Fatigue and Irritability
Feeling exhausted despite getting enough sleep is one of the most common but least specific signs of diabetes. Your cells aren’t getting glucose efficiently, so you’re essentially running on empty even when there’s plenty of sugar circulating in your blood. This energy deficit affects your mood too. Many people report feeling unusually irritable or having difficulty concentrating before they’re diagnosed. Because fatigue has dozens of possible causes, it’s easy to dismiss, but combined with any of the other signs on this list, it becomes much more meaningful.
How Symptoms Differ by Type
Type 1 diabetes symptoms develop quickly, often over just a few days or weeks. This rapid onset happens because the immune system destroys the insulin-producing cells in the pancreas, and without insulin, glucose builds up in the blood fast. Type 1 is more commonly diagnosed in children and young adults, and the dramatic symptoms (rapid weight loss, extreme thirst, constant urination) tend to bring people to the doctor before long.
Type 2 diabetes is a different story. Symptoms develop slowly, over several years, and many people have no noticeable symptoms at all in the early stages.
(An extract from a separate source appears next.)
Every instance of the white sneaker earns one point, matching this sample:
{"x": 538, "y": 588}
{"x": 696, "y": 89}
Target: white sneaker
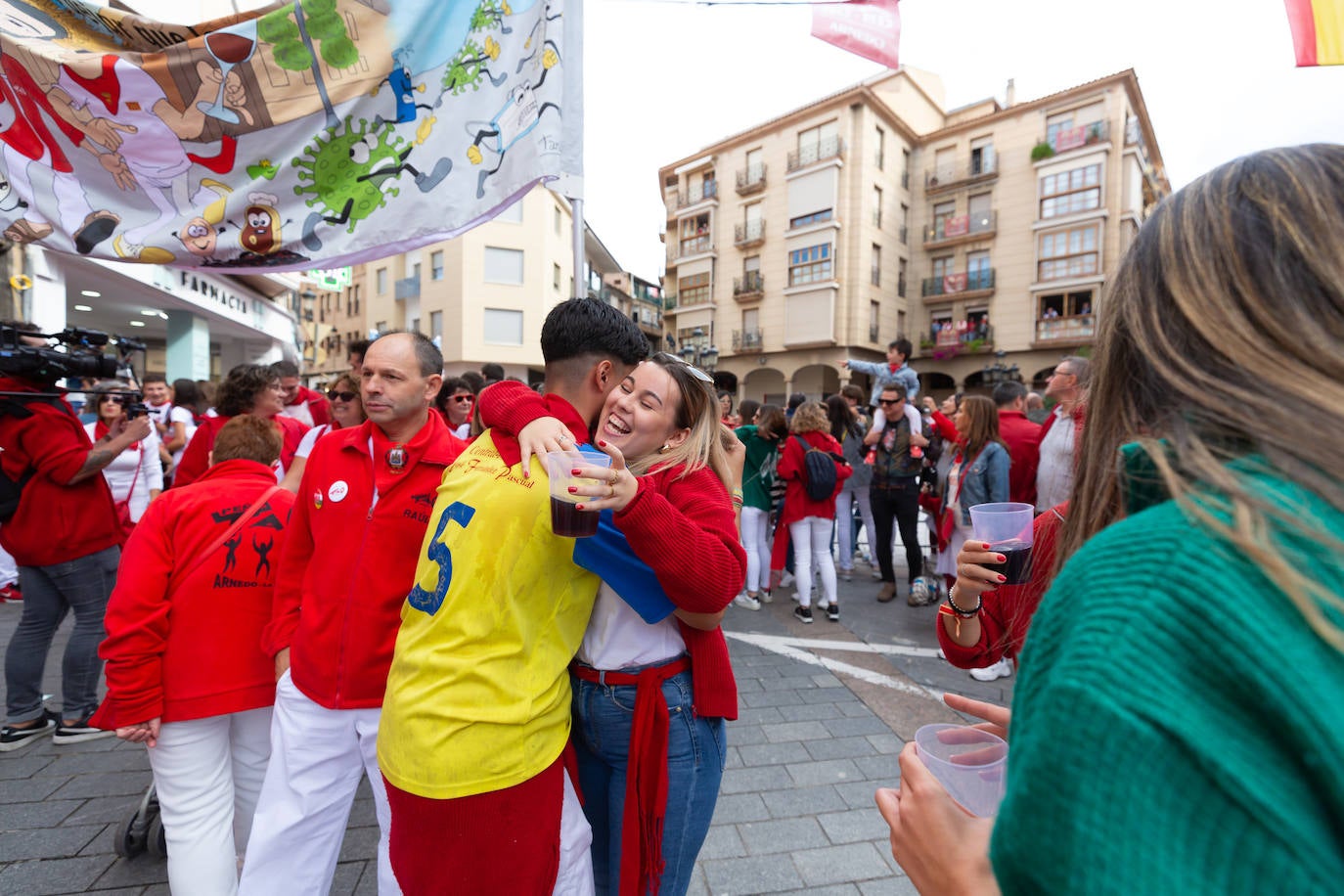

Insulin resistance builds gradually, and the pancreas compensates by producing more insulin for a while before it can no longer keep up. This is why type 2 is often caught through routine bloodwork rather than because someone felt sick. An estimated one in five people with diabetes don’t know they have it.
Emergency Warning Signs
Diabetic ketoacidosis (DKA) is a dangerous complication that occurs most often in type 1 diabetes but can happen in type 2 as well. When the body can’t use glucose at all, it breaks down fat for fuel and produces acidic byproducts called ketones. When ketones build up too quickly, the blood becomes dangerously acidic. Warning signs include fast, deep breathing, fruity-smelling breath, nausea and vomiting, stomach pain, dry skin and mouth, a flushed face, and extreme fatigue. DKA can progress from mild symptoms to a medical emergency within hours and requires immediate treatment.
When Blood Sugar Numbers Confirm the Signs
If you’re experiencing any of these signs, a simple blood test can tell you where you stand. The most common tests and their diagnostic thresholds, according to the American Diabetes Association:
- A1C test: Measures your average blood sugar over the past two to three months. Below 5.7% is normal, 5.7% to 6.4% indicates prediabetes, and 6.5% or higher means diabetes.
- Fasting blood glucose: Taken after an overnight fast. Below 100 mg/dL is normal, 100 to 125 mg/dL is prediabetes, and 126 mg/dL or higher is diabetes.
- Oral glucose tolerance test: Measures blood sugar two hours after drinking a sugary solution. Below 140 mg/dL is normal, 140 to 199 mg/dL is prediabetes, and 200 mg/dL or higher is diabetes.
A random blood glucose reading of 200 mg/dL or higher, taken at any time of day regardless of when you last ate, also meets the threshold for a diabetes diagnosis when symptoms are present. Prediabetes is worth catching too, because it’s the stage where lifestyle changes (losing a modest amount of weight, increasing physical activity) are most effective at preventing or delaying progression to type 2 diabetes.